Integrating acquired organizations and their products and services may be expensive, time-consuming and a strain on our resources. We could face several challenges integrating acquisitions, including:

 

    the difficulty of integrating acquired technology into our product offerings;

 

    the impairment of relationships with employees and customers;

 

    the difficulty of coordinating and integrating overall business strategies and worldwide operations;

 

    the inability to maintain brand recognition of acquired businesses;

 

    the inability to maintain corporate controls, procedures and policies;

 

    the failure of acquired features, functions, products or services to achieve market acceptance; and

 

    the potential unknown liabilities associated with acquired businesses.

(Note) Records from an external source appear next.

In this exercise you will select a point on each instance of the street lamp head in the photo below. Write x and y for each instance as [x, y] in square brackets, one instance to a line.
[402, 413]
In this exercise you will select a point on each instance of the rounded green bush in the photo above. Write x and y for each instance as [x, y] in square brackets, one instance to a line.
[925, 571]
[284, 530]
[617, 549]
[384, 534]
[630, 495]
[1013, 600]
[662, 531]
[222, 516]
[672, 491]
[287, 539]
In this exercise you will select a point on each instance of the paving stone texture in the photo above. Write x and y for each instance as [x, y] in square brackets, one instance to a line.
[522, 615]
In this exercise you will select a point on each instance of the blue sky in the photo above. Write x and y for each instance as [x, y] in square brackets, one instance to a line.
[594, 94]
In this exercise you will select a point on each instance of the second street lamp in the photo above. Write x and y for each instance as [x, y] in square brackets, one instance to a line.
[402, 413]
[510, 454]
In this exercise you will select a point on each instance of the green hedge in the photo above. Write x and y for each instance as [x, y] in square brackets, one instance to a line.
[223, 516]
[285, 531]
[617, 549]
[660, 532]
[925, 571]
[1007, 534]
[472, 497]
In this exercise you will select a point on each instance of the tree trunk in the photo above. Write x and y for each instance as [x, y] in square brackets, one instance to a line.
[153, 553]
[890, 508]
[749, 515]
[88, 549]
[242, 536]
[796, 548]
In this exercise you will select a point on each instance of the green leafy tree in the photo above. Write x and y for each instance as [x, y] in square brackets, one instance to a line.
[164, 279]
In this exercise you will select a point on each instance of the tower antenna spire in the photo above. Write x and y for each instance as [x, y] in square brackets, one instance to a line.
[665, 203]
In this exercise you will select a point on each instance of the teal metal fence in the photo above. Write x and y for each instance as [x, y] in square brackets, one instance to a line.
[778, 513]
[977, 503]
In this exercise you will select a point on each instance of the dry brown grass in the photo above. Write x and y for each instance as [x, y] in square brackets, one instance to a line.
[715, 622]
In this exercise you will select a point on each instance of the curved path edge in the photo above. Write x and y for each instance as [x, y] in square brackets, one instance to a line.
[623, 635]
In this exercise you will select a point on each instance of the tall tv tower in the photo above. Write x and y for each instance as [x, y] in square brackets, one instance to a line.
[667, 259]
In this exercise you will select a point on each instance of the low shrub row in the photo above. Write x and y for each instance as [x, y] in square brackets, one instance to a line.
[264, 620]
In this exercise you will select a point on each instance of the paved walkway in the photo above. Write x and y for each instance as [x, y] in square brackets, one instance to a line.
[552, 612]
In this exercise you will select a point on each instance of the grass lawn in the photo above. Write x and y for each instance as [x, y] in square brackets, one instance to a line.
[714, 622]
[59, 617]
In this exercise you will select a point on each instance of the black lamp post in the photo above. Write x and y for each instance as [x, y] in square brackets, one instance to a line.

We cannot assure you that we will be able to address these challenges successfully.

 

Item 9.01. Financial Statements and Exhibits.

(d) Exhibits.

 

23.1    Consent of KPMG LLP, an independent registered public accounting firm.
23.2    Consent of BDO USA, LLP, independent auditors.
99    Press Release of the Company dated January 16, 2014.


SIGNATURE

Pursuant to the requirements of the Securities Exchange Act of 1934, the registrant has duly caused this Report to be signed on its behalf by the undersigned hereunto duly authorized.

 

    ORBCOMM INC.

Date: January 16, 2014

    By:  

/s/ Christian Le Brun

      Name:   Christian Le Brun
      Title:   Executive Vice President, General Counsel and Secretary


EXHIBIT INDEX

 

Exhibit
Number

  

Description of Exhibit

23.1    Consent of KPMG LLP, an independent registered public accounting firm.
23.2    Consent of BDO USA, LLP, independent auditors.
99    Press Release of the Company dated January 16, 2014.